Reranking is a second-stage scoring step that takes an initial candidate set retrieved cheaply (first stage) and rescores it using a more expensive, higher-quality model. The reranker sees both the query and document together, enabling richer interaction than first-stage retrievers.

Why Reranking Exists

First-stage retrievers (BM25, Bi-Encoder) must score millions of documents quickly — they use independent query/document representations or simple term statistics. This limits their expressiveness. A reranker only needs to score ~100–1000 candidates, so it can afford deep query-document interaction.

Standard Pipeline

Query
  │
  ▼
First-stage retrieval (BM25 / bi-encoder ANN)   → top-1000 candidates
  │
  ▼
Reranker (cross-encoder or LLM)                 → rescored top-1000
  │
  ▼
Final ranked list (top-10/20 served to user)

Reranker Types

Cross-Encoder (Most Common)

A Cross-Encoder processes query + document concatenated as a single sequence, producing a relevance score. Sees full interaction between query and document tokens.

  • Models: cross-encoder/ms-marco-MiniLM-L-6-v2, Cohere Rerank, bge-reranker-*
  • Latency: ~50–200ms for 100 candidates on GPU
  • Quality: significantly better than bi-encoder for nuanced relevance

LLM-as-Reranker

Use a large language model (LLM as Judge) to score or listwise-rank candidates.

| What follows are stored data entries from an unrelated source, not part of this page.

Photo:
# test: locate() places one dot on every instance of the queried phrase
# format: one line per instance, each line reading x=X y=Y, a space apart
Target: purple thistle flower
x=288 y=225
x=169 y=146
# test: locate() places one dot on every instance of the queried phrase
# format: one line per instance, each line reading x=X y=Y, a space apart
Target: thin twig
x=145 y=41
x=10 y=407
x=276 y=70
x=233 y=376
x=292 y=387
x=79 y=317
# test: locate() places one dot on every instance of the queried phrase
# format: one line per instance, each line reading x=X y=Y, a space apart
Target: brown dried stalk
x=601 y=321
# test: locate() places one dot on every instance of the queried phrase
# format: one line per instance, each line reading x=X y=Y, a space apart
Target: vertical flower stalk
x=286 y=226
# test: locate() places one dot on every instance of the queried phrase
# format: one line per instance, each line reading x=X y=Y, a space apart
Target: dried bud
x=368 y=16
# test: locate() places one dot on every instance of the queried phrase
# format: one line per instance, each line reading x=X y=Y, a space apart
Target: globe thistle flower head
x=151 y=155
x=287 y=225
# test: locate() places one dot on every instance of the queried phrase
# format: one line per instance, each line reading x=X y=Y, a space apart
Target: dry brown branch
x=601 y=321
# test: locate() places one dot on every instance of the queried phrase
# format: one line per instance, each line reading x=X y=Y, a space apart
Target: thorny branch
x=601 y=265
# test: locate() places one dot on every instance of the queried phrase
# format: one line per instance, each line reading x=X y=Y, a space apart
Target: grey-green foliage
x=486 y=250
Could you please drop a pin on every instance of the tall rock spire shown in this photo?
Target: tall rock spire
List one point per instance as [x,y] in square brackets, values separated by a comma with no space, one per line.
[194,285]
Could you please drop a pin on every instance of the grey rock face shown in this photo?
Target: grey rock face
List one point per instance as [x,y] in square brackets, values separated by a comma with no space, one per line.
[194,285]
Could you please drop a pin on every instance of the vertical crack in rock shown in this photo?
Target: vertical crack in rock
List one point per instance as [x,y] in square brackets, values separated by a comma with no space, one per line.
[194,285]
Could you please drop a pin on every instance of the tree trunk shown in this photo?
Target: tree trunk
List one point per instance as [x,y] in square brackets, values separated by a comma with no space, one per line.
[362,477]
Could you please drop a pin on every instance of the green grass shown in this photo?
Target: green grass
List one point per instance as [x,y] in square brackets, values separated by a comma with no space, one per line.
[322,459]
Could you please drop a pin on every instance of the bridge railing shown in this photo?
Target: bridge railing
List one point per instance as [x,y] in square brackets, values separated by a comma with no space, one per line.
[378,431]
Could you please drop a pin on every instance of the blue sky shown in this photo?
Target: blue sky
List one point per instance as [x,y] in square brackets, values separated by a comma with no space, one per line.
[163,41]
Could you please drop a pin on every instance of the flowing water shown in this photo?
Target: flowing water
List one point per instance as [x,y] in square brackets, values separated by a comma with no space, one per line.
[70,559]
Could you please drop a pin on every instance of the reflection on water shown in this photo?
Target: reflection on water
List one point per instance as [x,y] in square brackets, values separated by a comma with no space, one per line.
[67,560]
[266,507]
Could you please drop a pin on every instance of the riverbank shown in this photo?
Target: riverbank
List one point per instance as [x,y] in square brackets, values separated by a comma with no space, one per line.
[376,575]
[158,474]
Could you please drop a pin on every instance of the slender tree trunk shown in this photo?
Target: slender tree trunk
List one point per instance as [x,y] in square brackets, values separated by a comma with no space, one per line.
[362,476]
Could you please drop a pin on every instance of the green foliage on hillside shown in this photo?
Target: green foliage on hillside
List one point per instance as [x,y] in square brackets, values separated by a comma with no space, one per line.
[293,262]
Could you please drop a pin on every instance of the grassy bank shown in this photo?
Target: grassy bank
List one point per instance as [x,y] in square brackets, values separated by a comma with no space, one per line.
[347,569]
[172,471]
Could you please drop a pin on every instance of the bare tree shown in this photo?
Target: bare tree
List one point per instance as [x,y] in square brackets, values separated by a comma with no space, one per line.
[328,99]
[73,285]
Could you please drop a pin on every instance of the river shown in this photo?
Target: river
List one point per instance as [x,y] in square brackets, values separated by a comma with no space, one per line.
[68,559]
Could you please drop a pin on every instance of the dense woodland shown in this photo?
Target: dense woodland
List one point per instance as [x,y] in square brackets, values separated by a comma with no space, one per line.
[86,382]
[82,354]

Higher quality, much higher cost.

  • Pointwise: “Is this document relevant to the query? Yes/No”
  • Listwise: “Rank these 10 documents by relevance”

ColBERT Late Interaction

ColBERT / Late Interaction sits between bi-encoder speed and cross-encoder quality — efficient enough for first-stage in some setups, but also used as a reranker.

Reranking in RAG

In RAG pipelines, reranking is critical: the LLM context window is limited, so only the top 3–5 chunks are included. A reranker narrows 50–100 retrieved chunks down to the best ones before LLM generation.

Tradeoffs

First-StageReranker
ThroughputMillions of docs/secHundreds of docs/sec
Latency<10ms50–500ms
QualityGoodExcellent
CostLowHigher

When Reranking Becomes a System Boundary

From When Reranking Becomes a System Boundary (Ravindra Harige):

Retrieval defines eligibility; reranking defines order. If a document is not retrieved, no downstream stage can recover it.

Ranking as a Projection

Reranking does not redo retrieval-time computation (term matches, field contributions, BM25 components). It operates on a compressed, lossy representation of what survived into the candidate set. This is structural — not a failure of implementation.

Compensatory Reranking

The system crosses a boundary when performance gains come from widening the rerank window rather than improving retrieval. At that point the window size is load-bearing (not a latency knob), and reranking has become compensatory.

Evaluation Split

StageMetricBlindspot
RetrievalRecall@KNDCG can improve while recall is weak
RerankingNDCG, MRRMetrics improve while user-visible relevance plateaus

Retrieval (engineering) and reranking (ML/data science) are owned by different teams with different metrics. Neither dashboard shows the full picture. The gap closes only when someone is accountable for the space between them.